V. Manivannan (1) D. DanPrakash (2)

  1. Dsouza Praveen Kumar (3) (2) (Asst.Prof, Department of EEE)

    (1) (3)(PG Students of Power Electronics and Drives)

    Abstract: In this paper a novel Z-source based multilevel inverter with reduced components is proposed. The suggested circuit consists of two DC sources, single phase transformers and semiconductor switches in each basic unit of the inverter. This inverter, which operates as symmetric and asymmetric, here the output more number of voltage levels in the same number of the switching devices. Besides, the number of gate driving circuits is reduced so the circuit size and cost can be reduced and it is more reliable against short circuit. In this paper the output voltage is easily controlled and reduced total harmonic distortion (THD) is proposed. The simulation is done by MATLAB/SIMULINK software for up to thirteen levels.

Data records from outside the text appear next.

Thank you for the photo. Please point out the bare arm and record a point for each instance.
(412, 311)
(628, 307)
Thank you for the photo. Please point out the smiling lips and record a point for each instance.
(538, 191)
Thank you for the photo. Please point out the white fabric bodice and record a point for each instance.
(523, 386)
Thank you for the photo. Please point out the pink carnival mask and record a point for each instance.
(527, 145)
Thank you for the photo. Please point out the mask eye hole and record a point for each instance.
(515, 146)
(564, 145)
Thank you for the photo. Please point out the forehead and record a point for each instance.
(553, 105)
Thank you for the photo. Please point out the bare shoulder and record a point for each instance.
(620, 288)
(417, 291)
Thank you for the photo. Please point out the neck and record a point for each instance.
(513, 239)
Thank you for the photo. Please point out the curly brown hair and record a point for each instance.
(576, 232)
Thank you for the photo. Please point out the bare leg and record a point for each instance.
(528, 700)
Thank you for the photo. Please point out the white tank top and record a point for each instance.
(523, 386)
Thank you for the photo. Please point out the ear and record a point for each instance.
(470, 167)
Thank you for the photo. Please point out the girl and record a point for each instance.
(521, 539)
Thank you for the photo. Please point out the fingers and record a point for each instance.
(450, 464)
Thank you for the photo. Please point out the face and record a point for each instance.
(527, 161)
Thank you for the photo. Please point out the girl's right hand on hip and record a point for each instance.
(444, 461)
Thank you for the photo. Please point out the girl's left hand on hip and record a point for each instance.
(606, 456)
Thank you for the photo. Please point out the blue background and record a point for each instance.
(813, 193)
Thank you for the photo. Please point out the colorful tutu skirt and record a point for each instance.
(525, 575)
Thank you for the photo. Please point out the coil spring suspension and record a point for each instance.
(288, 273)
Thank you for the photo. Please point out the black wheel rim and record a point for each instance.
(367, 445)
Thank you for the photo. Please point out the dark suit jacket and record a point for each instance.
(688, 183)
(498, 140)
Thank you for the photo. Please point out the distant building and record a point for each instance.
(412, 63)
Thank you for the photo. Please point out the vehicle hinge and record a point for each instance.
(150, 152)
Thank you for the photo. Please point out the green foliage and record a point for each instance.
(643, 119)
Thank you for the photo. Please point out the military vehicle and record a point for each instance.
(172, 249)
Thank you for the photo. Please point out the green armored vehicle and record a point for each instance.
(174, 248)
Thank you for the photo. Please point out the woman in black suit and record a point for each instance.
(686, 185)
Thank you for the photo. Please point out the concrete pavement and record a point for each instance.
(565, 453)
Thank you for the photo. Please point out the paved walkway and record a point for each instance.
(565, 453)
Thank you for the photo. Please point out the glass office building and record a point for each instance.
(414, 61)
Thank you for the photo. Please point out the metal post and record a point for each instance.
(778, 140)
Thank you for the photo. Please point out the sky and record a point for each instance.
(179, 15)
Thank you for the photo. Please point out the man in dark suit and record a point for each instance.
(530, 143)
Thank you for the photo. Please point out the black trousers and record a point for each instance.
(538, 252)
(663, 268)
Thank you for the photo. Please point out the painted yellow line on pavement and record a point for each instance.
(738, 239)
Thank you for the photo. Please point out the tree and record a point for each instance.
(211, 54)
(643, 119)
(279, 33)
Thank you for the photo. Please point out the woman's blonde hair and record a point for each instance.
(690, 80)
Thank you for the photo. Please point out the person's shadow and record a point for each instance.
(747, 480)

    Keywords: Z-source, Cascaded multilevel inverter, Reduction of components, voltage boosting.

    1. INTRODUCTION

      Nowadays multilevel inverters are having more and more attention and perfect choice because of their high voltage operations, high efficiency and multilevel inverters have been widely applied in several industries such as large induction motor drives, energy conversion systems, compensation device and etc.

      The three common topologies for multilevel inverters are as: (1) diode clamped, (2) flying capacitors and (3) cascaded H-bridge inverters [5, 6, 7].In this cascaded H-bridge inverters have been focused in these topologies because of the modularity and the simplicity [8]. Cascaded H-bridge inverters can also increase the number of output voltage levels easily by increasing the number of H-bridges. However, if the number of output voltage levels is increased, the number of switching Devices is also increased, which makes a multilevel inverter more Complicated. However, the cascaded

      H-bridge type multilevel inverter has a disadvantage that the independent DC-link voltage needs to be provided by each H-bridge separately. To reduce the number of independent DC sources, methods were introduced in recent years [9].

      In this paper, a multilevel inverter using two Z-sources and two DC voltage sources, single phase transformers and semiconductor switches is proposed. The number of switching devices and DC voltage sources of the proposed inverter is reduced. Capacitors, batteries, and other DC voltage sources can be used as the voltage sources of the proposed inverter. Proposed inverter can operates as symmetric or asymmetric converter. Here the Single phase transformers are used in this

      topology therefore it can be used for high or medium voltage distribution level system, so the inverter output voltage can be increased by using the cascaded. Occurring of short circuit can destroy the cascaded transformer based multilevel inverters to avoid this problem, cascaded Transformers based cascaded H- bridge inverters using Z-source is proposed. In this proposed topology the Z-Source inverter which employs LC network and its connected with the two DC voltage sources.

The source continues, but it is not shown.